Of course, I couldn’t let the 14th February pass without reflecting on my “love hate” relationship with my dyslexia. Well, I say, “love hate” but what I increasingly feel is a love relationship with my Dyslexia Valentine!
Many will know the footprints in the sand poem in which the traveller experiences hardship and on looking back sees particularly hard periods in their life when there is only one pair of footprints in the sand; turns to their ‘companion’ and says, “Why did you abandon me during my most difficult times?”; The gentle reply comes, “Those were the times I carried you”!
And so it is with my dyslexia. I can now look back and freely acknowledge that what I first saw as a disability, I became aware of as a difference and now increasingly see as an advantage (or superpower!).
Working in the higher education sector in the UK is particularly challenging at the moment with academic and professional staff being expected to deliver simultaneously across multiple areas: engagement, research and teaching. My Valentine’s week serves as a good example of this diversity:
Monday: Early start with a morning of back-to-back meetings spanning engagement, research and teaching. No lunch break as straight into leading a four-hour entrepreneurship workshop with our excellent MBA students until 6pm. Late home.
Tuesday: Off-site strategy session considering our response to the Apprenticeship Levy. This has the potential to transform undergraduate and postgraduate education in the UK. I’m particularly interested in Level 7 (masters) provision for middle managers and entrepreneurs.
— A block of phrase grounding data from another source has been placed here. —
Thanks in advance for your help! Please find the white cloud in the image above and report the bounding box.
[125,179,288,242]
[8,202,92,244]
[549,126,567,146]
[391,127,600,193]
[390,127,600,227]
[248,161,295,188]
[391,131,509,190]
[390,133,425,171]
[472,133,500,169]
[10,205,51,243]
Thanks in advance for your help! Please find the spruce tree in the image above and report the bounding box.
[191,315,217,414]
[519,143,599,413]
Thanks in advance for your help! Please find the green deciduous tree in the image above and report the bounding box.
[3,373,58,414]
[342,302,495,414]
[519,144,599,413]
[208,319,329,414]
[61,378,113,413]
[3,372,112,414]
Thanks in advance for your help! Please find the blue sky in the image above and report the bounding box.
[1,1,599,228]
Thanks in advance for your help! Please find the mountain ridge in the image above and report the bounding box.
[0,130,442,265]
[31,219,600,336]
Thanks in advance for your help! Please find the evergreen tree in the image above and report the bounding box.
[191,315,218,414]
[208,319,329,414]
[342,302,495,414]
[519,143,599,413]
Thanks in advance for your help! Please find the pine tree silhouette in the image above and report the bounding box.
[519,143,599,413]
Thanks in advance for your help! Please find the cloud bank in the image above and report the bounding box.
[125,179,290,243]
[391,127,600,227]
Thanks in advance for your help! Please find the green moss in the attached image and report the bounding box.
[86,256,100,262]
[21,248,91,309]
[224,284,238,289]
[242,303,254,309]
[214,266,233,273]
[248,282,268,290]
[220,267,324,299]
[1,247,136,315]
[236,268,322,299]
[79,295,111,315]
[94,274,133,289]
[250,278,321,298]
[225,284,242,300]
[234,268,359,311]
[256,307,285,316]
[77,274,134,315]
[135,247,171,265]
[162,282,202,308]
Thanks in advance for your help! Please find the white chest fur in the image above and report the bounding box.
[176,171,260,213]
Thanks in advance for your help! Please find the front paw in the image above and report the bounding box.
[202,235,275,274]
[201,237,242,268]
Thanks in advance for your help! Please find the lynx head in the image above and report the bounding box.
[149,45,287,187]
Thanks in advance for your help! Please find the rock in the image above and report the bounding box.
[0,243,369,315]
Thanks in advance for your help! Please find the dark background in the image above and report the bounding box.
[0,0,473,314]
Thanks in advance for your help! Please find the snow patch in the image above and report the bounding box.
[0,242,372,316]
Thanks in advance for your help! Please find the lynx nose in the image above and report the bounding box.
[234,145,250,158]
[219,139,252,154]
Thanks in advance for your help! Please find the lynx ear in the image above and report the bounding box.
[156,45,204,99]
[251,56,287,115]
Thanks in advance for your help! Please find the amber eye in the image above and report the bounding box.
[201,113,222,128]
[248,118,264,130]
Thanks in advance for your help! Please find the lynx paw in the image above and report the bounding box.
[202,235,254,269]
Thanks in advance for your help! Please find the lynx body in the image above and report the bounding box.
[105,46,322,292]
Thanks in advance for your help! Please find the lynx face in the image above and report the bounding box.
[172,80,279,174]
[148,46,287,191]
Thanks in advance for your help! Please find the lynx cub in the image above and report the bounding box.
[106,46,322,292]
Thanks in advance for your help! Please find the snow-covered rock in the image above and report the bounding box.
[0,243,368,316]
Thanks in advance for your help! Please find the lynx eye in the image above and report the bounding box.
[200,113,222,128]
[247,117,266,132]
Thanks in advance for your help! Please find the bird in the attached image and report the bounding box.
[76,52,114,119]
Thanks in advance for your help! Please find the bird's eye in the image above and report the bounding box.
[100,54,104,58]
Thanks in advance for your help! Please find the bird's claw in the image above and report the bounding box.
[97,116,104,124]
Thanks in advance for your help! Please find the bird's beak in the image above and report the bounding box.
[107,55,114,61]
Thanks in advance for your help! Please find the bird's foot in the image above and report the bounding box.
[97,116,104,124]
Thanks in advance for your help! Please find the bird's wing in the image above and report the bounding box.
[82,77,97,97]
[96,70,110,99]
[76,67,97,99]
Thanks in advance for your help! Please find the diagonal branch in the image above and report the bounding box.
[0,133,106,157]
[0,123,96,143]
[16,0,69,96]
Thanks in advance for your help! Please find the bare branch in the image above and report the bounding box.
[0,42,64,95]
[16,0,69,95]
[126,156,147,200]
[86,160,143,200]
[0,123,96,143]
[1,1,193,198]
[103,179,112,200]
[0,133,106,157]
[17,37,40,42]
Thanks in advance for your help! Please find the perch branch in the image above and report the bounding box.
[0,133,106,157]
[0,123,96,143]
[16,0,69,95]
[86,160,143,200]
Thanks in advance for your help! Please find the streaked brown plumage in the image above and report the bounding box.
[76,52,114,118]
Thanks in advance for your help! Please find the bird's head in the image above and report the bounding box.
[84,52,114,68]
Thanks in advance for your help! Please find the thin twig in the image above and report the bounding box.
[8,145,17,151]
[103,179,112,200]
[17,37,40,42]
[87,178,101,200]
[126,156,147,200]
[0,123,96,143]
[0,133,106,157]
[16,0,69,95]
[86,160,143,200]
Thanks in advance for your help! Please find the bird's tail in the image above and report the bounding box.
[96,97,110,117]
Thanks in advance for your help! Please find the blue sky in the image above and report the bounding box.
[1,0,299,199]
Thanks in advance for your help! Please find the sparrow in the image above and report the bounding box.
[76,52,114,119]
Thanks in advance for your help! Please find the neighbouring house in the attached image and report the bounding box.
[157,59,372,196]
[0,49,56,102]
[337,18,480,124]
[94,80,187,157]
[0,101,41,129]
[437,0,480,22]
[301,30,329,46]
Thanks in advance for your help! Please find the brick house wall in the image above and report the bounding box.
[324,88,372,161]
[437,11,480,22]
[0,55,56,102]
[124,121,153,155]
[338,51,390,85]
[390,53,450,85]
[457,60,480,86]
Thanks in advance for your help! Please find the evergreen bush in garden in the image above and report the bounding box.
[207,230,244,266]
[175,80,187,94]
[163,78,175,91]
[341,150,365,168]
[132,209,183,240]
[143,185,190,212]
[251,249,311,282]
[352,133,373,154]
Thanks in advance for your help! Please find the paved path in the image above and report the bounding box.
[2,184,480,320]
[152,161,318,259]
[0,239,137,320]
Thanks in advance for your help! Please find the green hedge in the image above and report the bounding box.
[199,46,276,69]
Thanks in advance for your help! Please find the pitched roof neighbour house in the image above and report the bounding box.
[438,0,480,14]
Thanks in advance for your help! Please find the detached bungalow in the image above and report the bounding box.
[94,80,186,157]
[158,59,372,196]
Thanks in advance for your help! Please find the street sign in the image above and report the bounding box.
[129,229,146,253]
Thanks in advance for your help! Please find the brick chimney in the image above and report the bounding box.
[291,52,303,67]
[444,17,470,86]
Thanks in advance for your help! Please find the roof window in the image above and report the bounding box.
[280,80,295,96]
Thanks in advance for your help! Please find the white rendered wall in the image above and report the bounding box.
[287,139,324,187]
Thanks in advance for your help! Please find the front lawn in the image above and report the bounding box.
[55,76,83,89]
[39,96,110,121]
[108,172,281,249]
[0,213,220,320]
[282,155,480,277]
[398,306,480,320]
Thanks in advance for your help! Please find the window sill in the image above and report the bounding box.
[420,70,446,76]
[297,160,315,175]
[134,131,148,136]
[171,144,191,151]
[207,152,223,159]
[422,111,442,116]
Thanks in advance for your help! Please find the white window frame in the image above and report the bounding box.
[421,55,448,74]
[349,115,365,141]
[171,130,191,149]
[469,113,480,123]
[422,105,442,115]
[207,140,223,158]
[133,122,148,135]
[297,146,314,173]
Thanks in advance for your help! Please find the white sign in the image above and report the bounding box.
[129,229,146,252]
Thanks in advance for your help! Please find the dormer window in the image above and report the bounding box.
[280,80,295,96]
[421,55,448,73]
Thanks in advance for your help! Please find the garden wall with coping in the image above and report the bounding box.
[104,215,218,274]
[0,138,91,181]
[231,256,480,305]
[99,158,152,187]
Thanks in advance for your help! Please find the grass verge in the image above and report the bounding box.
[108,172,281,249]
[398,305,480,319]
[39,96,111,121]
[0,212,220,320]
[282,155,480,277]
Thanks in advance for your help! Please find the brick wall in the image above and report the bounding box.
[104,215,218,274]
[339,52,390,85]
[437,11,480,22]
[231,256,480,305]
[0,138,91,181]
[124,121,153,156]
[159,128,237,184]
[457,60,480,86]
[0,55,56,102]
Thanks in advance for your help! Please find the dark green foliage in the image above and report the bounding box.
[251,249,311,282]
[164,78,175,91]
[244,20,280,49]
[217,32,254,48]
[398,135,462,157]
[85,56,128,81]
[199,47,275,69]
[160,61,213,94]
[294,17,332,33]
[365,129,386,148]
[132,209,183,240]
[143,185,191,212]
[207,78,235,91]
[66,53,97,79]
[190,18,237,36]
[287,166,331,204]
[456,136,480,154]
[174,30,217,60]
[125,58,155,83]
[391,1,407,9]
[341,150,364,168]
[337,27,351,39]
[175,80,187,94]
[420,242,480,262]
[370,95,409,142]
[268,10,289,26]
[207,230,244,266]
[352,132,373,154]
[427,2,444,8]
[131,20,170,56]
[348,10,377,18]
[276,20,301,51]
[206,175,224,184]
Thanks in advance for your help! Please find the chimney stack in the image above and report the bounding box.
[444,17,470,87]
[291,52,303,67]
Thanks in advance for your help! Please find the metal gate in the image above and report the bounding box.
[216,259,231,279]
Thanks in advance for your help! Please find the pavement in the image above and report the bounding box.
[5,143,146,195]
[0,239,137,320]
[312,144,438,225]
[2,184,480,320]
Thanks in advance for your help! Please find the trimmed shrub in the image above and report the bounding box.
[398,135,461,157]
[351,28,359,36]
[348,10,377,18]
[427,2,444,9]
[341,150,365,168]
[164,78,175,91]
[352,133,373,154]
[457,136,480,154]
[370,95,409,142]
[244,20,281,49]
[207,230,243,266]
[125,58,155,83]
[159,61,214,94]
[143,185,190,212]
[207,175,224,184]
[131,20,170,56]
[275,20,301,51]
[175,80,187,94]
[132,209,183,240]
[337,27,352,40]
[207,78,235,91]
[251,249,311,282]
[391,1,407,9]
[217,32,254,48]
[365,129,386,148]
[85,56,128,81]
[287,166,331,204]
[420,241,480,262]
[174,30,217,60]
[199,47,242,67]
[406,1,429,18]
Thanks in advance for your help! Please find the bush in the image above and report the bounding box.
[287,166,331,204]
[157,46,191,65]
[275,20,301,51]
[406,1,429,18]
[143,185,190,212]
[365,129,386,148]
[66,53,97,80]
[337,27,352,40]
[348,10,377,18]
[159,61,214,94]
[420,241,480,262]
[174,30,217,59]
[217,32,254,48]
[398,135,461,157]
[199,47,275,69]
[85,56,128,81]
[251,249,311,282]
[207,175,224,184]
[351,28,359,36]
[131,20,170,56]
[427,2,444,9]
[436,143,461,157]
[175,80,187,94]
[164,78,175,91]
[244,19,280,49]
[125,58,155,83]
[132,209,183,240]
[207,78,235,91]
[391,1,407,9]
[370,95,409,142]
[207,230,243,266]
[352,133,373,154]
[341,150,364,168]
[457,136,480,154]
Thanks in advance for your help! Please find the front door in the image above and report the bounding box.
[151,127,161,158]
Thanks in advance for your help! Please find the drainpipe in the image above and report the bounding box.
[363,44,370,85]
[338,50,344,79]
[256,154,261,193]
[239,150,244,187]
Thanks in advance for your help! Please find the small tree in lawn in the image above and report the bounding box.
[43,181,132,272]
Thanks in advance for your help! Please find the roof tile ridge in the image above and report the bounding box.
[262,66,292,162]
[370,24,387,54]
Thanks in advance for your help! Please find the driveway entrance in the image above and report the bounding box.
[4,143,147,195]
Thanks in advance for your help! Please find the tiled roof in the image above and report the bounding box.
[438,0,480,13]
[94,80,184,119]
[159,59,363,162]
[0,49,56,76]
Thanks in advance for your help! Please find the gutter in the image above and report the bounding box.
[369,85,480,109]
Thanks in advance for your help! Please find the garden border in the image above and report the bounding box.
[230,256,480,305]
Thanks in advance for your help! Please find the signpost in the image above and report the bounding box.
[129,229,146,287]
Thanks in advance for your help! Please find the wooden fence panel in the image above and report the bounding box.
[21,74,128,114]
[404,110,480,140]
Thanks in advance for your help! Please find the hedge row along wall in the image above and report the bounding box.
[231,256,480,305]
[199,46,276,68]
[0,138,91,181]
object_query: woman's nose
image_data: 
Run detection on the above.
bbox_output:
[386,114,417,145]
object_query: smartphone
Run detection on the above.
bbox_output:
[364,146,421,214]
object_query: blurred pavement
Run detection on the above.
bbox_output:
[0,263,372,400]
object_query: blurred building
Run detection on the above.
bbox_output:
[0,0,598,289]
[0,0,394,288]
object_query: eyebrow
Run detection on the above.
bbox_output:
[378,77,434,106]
We have a lot to offer but packaging this will be a challenge. Late afternoon an internal mock panel interview for a major research bid we have been shortlisted for interview. Very exciting but a big challenge. By the end of the day, my head is full of opportunities and threats!
Wednesday: Another full day away from the university. This time with Lancashire Leaders: firstly at a small panel event which will provide the material for a magazine feature and than the annual dinner and networking event – including a chance to talk with a key stakeholder. A long day and evening. Home at midnight. Only Wednesday and I’m probably well passed the European Working Time Directive already!
Thursday: At the university early for a full day of back-to-back meetings spanning engagement, research and teaching. End the day with my head spinning with opportunities and threats.
Friday: TGIF! A full day without any meetings. Just my laptop and ClaroRead to help me to plough through the rather full inbox. Why does every email seem to require a considered reply? By the end of the day, there are still emails to answer but I’ve peaked and agreed with myself that Sunday afternoon looks clear for this.
Saturday: Happy Days
Sunday: Morning starts with the train to London to meet colleagues in the evening to prepare for Monday’s “major research bid” panel interview. More to follow on this but only if we are successful! Used train journey down to reply to emails but not until I had upgraded, at my own expense, to 1st class to get a table, wifi and some quiet.
My working week ends mid-evening and I can’t be bothered to add up all the hours! Looking back, I can see the ‘footprints in the sand’ where my dyslexia has carried me through the challenges of my working week.
Yes, my Dyslexia Valentine is definitely a superpower for me!